Is it possible to find a sequence to make all values 1 for a graph where nodes with binary values have exactly 2 directed incoming and outgoing edges

Question

Hello everyone I asked this question here before, but I would like to share it again.

Imagine a graph with N nodes and each node has exactly 2 leaving directed edges and 2 incoming directed edges. Each node can take values {0,1}.

Now here is the catch, at the start all nodes have value 0 . You can visit a node however you like but when you visit a node it's value and it's connected nodes with 1 edge changes their values. Is it possible to follow a sequence where one makes all nodes values 1.

For example:

There is a graph like:

Nodes = {A,B,C,D,E}
Edges = {A -> B, A -> C,  
         B -> C, B -> D, 
         C -> D, C -> E, 
         D -> E, D -> A,
         E -> A, E -> B }

Now when we follow sequence {A,B,C,D,E} values of each node will be as follows:

A	B	C	D	E
1	1	1	0	0
1	0	0	1	0
1	0	1	0	1
0	0	1	1	0
1	1	1	1	1

As you can see at last visit all nodes became 1.

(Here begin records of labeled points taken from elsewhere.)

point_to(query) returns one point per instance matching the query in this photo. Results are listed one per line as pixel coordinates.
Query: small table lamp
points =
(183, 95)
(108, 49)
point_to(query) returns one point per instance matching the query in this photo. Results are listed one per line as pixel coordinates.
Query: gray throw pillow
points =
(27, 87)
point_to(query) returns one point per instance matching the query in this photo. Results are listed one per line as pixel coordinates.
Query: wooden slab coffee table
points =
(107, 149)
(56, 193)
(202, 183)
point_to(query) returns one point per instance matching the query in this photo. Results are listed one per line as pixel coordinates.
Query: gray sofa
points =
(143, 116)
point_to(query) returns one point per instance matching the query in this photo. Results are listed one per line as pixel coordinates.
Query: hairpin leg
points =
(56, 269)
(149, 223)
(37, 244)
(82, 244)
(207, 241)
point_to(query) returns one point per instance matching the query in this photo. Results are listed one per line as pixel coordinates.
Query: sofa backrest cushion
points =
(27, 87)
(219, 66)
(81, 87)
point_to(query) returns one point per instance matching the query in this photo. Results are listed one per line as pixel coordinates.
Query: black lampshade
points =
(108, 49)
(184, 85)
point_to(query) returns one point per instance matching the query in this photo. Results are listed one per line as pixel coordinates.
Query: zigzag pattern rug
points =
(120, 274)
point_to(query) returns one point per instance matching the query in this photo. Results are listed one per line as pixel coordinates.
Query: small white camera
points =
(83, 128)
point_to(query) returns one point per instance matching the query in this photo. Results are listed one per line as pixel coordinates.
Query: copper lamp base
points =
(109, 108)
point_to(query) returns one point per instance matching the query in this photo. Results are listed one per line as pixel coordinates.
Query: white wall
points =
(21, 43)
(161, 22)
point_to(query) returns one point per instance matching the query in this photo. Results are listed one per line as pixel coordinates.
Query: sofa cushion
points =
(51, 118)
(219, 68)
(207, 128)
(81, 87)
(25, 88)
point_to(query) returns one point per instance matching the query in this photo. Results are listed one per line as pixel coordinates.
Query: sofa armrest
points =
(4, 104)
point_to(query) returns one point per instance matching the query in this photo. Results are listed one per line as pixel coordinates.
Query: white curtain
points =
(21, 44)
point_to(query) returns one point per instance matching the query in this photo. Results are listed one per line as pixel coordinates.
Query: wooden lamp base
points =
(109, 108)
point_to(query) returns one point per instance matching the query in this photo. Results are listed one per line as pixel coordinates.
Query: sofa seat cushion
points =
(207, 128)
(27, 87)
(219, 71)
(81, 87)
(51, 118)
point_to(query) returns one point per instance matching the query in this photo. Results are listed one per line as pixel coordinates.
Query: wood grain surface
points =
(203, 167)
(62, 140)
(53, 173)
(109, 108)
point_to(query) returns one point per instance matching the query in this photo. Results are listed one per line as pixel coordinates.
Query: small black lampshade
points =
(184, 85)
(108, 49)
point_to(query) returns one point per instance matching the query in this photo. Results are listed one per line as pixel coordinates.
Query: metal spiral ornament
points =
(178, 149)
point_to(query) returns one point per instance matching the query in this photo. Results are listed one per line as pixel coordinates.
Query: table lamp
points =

So what I want to figure out is, is it possible to find a sequence for all possible graphs generated by the rules mentioned above?

How can I prove or disprove this? Any help would be appreciated. Thank you!

Answer 1

Some graphs may have shorter solutions, but visiting every node once will always work (with the conditions you've specified). Each node will change its value three times: once when you visit that node, and once when you visit the source of each of its incoming edges. So the value of that node will go from $0$ to $1$ to $0$ to $1$.

For an example of a graph where a shorter solution exists, consider the graph with nodes $A$, $B$, $C$, $D$, $E$, $F$ and twelve edges:

• The six edges $A \to B$, $B \to C$, $C \to D$, $D \to E$, $E \to F$, $F \to A$;
• The six edges $A \to C$, $B \to D$, $C \to E$, $D \to F$, $E \to A$, $F \to B$.

Then visiting nodes $A$ and $D$ is enough to toggle all six nodes, due to the edges $A \to B, A \to C, D \to E, D \to F$.